Sunday, June 17, 2012

The League of Extraordinary Gentlemen: Volume 2 (spoilers)

I have really looked forward to reading this graphic novel.  Volume two in the series promised to be  particularly thrilling for me as it is, basically, all about what has always been for me the genesis of a long lasting love affair with science fiction.  Ever since I was nine-years-old and was freaking out over Jeff Wayne's  musical re-telling of H.G. Wells' War of the Worlds, I have been hooked.  Terrified, fascinated, but hooked.  Throw a mention of Mars or Martians into the story line of any book and I have to read it.  I have found several great writers that way, Ray Bradbury being one of them when I read his Martian Chronicles (my first ever Bradbury), there was just no looking back after that.

The first book was really exciting for me.   We begin on Mars itself, with Gullivar (of Gullivar of Mars by Edwin Lester Arnold) flying on his carpet to meet with none other than John Carter from The Barsoom Series by Edgar Rice Burroughs.  They are planning an attack on some unwelcome guests (guess who?) that are encamped in molluscs.   This is something I have just loved about this series of comics by Alan Moore.  All of our heroes, featured in a story together.  For the most part, I had already read most of these stories (with the exception of Gullivar but I got right on to that).  I was almost vibrating with excitement to see the Sorns in the fight against the molluscs (from Out of The Silent Planet by C.S. Lewis).  Gotta love that!  We get our first look at a martian (another shivery thrill fest), before they all flee the planet, leaving Gullivar and John to discover that the invaders have been observing Earth (by using a device from H.G. Wells' The Crystal Egg)  and are now on their way to the planet.

(End of spoilers, I promise)

We cut to Earth from there and I have to say that I was really pleased with how the story was written, and illustrated.  I think that of all the movies I've seen, and cover art, this was the most faithful rendition from H.G. Well's book.  With graphic novels you are able to say so much more than words, and looking at each page it felt like a treasure hunt looking for clues to what book might be featured in each page.

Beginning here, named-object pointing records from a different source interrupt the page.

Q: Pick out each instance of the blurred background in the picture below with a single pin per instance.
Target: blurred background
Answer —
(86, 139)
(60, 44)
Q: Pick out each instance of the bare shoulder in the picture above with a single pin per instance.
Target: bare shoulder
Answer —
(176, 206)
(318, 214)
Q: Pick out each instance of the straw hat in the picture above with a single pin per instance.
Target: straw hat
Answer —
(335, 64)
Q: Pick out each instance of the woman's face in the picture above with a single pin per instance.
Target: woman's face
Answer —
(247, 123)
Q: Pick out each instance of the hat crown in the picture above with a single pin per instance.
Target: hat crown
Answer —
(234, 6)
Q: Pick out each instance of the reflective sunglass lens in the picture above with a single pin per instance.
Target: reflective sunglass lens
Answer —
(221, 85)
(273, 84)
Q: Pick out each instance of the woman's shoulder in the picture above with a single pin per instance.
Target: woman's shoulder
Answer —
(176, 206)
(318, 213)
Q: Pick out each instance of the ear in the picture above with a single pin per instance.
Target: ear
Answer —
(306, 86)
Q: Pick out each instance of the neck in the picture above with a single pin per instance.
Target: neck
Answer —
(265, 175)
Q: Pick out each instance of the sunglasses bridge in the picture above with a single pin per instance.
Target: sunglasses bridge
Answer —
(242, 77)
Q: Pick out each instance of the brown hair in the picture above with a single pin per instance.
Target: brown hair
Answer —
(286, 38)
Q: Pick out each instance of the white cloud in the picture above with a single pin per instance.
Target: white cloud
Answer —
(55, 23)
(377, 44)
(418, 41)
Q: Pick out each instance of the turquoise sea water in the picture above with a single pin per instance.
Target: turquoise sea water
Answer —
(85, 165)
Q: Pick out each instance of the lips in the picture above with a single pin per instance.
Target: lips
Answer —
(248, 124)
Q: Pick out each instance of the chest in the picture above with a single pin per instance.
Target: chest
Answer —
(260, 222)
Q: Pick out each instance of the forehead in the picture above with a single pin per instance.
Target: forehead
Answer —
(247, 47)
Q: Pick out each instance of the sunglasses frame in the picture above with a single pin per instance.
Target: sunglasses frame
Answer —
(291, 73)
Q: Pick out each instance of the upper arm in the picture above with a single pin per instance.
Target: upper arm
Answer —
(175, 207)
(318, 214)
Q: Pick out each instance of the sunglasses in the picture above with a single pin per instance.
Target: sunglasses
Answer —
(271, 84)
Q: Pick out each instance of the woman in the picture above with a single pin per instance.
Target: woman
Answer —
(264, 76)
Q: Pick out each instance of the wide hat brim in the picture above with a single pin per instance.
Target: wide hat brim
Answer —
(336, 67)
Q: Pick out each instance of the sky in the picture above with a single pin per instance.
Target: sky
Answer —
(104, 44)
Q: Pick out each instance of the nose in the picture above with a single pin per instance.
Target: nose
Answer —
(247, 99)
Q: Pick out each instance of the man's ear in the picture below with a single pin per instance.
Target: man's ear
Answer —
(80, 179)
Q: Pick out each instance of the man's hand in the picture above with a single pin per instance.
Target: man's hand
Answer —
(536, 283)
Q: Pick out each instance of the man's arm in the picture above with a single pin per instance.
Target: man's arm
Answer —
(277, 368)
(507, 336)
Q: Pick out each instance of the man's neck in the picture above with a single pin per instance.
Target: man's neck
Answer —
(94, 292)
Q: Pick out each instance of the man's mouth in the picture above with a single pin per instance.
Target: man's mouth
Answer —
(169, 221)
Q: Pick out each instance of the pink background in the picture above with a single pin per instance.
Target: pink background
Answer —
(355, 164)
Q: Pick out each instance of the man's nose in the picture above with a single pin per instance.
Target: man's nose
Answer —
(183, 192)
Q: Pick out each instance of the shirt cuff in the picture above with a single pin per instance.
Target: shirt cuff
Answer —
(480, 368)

The literal graphic nature of the violence that a story of this kind includes was not gratuitous and very neccessary to the telling of this story (and what a twisted, horrible story it was!), and all in keeping with the orignal horror story of  Martians invading the Earth in the late 19th century.  While I don't know if I could go on and read more from this series, the first two are just simply wonderful reads, and a brilliant combination of artist and writer, who are obviously huge fans of classical science fiction.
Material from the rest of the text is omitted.